I love audiobooks as much as podcasts, but I understand what she’s saying. The combination of a bad reader and bad writing also lulls me to sleep. Writing that doesn’t work well when read aloud doesn’t work well as an audiobook.
And recently I’ve been listening to a very long, but riveting audiobook. Every sentence is music to my ears. I wonder if Galen would be surprised at its lack of “audiobook cadence?” The book is The Stand by Stephen King read by Grover Gardner. It’s about the aftermath of a global pandemic of a flu-like disease that kills off almost the entire human race. I read it in high school, and now I’m listening to it for the first time. When I press play I’m transported to the Boulder Free Zone, where the flu-surviving good guys regroup in a post-pandemic fictional world.

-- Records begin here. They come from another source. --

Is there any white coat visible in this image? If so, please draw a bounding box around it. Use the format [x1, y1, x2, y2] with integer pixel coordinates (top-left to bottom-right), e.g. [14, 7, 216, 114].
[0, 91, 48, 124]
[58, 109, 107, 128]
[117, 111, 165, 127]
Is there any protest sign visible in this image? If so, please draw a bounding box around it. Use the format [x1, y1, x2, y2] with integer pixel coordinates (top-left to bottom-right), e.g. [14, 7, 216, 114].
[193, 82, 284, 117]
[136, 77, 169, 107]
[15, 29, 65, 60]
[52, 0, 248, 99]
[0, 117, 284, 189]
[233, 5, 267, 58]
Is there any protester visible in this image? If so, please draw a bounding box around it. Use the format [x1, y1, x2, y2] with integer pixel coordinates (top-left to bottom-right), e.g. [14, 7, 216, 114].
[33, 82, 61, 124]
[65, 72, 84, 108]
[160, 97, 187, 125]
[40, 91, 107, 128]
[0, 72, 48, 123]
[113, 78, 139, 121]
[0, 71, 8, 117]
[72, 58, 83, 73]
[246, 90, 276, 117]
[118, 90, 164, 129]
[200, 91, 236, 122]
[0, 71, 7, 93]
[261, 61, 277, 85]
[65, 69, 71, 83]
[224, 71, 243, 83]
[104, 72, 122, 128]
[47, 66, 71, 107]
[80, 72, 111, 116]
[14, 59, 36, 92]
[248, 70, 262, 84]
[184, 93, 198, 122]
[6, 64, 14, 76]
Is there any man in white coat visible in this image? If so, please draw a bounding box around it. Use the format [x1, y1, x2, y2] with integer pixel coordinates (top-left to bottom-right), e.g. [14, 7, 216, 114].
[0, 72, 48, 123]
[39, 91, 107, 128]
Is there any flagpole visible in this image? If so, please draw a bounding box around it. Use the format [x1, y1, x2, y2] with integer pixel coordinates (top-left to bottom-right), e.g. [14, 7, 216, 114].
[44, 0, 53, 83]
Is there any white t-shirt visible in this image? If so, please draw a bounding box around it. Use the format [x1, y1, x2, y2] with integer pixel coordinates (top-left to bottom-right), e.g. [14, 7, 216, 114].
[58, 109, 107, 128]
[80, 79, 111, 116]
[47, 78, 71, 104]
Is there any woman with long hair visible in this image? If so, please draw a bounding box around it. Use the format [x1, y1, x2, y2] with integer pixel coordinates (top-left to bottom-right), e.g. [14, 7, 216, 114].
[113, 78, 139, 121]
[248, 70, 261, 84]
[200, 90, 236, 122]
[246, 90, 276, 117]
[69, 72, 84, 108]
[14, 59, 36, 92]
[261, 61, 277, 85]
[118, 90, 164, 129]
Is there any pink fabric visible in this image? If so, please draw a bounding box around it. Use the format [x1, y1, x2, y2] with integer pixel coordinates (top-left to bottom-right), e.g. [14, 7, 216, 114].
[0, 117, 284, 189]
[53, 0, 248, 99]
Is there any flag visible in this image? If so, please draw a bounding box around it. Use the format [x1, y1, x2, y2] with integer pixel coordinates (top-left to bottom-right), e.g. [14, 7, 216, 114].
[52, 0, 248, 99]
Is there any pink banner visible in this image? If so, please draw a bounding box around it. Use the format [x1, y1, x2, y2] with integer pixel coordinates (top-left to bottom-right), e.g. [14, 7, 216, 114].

Here’s a passage that wants the out-loud treatment. Even small things like the “up” after “yellows” or the “once” after “herd of pigs” are for rhythm and not meaning. They make it sound good. Go ahead and read it out loud right now and tell me you don’t love saying, “He’s always outside. He came out of time…”
“He looks like anybody you see on the street. But when he grins, birds fall dead off telephone lines...the grass yellows up and dies where he spits. He's always outside. He came out of time...He has the name of a thousand demons. Jesus knocked him into a herd of pigs once. His name is Legion. He's afraid of us...He knows magic. He can call the wolves and live in the crows...He's the king of nowhere.” — Stephen King, The Stand
I know that Stephen King reads his work aloud. I’ve been in the room while he does it. In 1994 King went on a 10 city book tour on his Harley, and my hometown high school auditorium was one of his stops.

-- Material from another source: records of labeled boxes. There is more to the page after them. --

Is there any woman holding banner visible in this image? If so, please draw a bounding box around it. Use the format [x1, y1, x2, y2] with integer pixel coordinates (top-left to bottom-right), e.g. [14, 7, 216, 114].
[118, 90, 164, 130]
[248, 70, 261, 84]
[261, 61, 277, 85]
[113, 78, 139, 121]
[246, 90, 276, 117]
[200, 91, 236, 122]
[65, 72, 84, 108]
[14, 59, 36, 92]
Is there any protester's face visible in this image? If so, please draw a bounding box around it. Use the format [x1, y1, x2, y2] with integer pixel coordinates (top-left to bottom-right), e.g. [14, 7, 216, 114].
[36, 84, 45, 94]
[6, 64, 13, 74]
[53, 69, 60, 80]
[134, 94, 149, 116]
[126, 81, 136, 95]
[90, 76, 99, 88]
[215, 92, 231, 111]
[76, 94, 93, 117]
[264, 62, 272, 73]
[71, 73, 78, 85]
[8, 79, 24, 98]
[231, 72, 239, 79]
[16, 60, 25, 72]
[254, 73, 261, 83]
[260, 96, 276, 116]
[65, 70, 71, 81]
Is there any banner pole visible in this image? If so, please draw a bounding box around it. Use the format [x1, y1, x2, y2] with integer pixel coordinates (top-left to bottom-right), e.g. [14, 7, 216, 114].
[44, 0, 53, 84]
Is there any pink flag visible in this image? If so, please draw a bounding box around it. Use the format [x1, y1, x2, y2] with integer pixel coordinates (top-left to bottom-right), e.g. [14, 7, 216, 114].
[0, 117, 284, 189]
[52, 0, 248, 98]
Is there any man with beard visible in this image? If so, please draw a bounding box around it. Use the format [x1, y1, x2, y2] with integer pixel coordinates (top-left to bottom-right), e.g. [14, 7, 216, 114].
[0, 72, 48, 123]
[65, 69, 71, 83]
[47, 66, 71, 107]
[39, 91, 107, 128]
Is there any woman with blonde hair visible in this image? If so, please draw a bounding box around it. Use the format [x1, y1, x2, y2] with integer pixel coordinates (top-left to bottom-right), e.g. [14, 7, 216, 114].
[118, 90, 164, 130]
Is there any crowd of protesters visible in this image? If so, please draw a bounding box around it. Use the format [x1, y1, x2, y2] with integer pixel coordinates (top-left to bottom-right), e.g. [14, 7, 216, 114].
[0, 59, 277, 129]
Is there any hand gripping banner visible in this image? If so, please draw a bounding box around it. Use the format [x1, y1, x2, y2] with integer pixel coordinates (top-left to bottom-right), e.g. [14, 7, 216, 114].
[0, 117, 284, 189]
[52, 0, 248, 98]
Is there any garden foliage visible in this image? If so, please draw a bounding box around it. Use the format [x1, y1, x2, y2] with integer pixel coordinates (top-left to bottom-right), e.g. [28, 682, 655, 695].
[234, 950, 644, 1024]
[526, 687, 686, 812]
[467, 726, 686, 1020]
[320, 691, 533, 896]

I remember the evening with surprising clarity. He stood at the front of the crowded auditorium and started riffing on our mascot. We were the Terrors, and he loved that. He wanted to know whether anyone had walked past a storm gutter on our campus very late at night, or whether anyone heard strange sounds in our locker-lined hallways when the building was empty.

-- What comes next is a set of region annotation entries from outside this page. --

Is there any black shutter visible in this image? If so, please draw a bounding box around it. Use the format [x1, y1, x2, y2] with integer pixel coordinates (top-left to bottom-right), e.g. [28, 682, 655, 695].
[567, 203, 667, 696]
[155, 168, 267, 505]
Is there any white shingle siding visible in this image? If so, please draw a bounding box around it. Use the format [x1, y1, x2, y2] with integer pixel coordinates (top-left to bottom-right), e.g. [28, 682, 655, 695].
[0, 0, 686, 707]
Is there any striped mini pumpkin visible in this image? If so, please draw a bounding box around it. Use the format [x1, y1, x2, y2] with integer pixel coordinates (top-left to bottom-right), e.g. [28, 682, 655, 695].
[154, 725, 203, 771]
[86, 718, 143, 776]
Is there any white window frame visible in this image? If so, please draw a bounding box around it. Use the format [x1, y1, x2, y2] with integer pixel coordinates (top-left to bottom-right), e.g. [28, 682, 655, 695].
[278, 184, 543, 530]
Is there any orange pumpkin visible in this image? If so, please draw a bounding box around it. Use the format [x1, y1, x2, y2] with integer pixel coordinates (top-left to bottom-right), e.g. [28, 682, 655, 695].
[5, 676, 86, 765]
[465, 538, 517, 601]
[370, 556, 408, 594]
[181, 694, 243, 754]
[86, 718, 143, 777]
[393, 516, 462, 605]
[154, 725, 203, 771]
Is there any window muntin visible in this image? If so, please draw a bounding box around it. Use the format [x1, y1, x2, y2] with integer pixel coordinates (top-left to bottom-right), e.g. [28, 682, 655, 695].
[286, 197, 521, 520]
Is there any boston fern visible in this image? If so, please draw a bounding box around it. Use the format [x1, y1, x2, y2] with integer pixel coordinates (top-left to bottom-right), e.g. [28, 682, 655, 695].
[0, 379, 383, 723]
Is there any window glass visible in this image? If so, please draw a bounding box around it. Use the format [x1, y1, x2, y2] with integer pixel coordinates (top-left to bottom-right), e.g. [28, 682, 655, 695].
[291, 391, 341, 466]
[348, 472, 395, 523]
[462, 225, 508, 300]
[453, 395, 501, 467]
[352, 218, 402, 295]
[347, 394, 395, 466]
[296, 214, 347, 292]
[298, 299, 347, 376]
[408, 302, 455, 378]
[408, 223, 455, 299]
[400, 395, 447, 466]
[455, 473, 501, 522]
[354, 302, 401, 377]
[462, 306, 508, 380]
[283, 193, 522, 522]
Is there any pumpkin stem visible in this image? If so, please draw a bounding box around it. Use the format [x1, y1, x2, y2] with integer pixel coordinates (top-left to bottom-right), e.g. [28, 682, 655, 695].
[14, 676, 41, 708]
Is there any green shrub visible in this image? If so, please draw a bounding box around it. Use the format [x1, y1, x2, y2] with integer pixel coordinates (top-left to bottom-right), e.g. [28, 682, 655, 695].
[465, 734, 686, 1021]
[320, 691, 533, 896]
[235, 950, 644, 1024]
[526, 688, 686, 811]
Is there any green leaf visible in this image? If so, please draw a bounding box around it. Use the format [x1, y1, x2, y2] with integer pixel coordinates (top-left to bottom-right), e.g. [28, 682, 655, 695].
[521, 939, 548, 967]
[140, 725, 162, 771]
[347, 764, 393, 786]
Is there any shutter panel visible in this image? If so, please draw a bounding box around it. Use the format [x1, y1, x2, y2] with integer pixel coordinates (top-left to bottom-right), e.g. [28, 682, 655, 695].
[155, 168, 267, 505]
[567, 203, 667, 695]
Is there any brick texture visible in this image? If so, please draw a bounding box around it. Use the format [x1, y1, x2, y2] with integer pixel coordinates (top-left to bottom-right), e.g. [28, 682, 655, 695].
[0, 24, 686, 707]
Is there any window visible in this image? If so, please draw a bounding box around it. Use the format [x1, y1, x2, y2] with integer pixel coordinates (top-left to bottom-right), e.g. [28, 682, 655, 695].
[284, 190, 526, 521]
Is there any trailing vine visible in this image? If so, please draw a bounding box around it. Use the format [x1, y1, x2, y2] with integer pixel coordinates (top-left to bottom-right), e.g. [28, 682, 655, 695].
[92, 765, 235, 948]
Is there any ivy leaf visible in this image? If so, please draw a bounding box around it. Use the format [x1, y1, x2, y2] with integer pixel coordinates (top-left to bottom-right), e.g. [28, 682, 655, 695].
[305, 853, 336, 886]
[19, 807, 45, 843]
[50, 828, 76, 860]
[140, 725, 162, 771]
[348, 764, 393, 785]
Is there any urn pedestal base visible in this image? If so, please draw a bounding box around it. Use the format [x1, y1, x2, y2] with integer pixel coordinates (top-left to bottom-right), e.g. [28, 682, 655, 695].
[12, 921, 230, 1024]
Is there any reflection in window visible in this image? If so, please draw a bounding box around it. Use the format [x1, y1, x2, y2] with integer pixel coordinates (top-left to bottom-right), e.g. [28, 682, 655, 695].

I still remember him talking about the threat that big box book sellers were to independent book sellers and therefore the overall diversity of authors (prescient). I also remember him reading a 20 minute excerpt of Insomnia. I wonder if he reads his entire novels aloud as part of his own editing practice? He’s no stranger to listening. In an interview in The Atlantic, he says, “On long trips, we all listened to audiobooks. A good reader digging into a good book is wonderful. Musical.”
Be like Stephen King. Make your writing sound good when read aloud. If it’s not already something you’ve been doing, you won’t regret it.
Speaking of reading aloud and trying not to get into that dreaded “audiobook cadence,” we have a new episode of Timber—Stories for Podcasters. In it, I read a story by Sean Williams about the wrongful conviction podcast Undisclosed. Listen to it for a counterpoint on the often-recited advice that everything in podcasting should take a back seat to story. Undisclosed is one show where detail and content are king.
Finally, let me just leave you by musing about how The Stand proves that we’re living in a simulation. I read it in the early 90’s with a young and impressionable mind. As I was reading it, the matrix glitched in a scene that took place at the Holiday Inn in Grand Junction, Colo. King had written it in 1978 as scene from the future, but I was personally there at that very Holiday Inn the literal weekend it was supposed to have taken place. I was on a 7th grade band field trip—the one and only band camp in my life. Ok spooky, sure. Then 30 years later the matrix glitches again and we get our own flu-like pandemic. Our pandemic inspired me to listen to the book, and it sent a little chill down my spine when the characters visit the very same King Soopers in Boulder where the recent mass shooting just happened. Simulation for sure.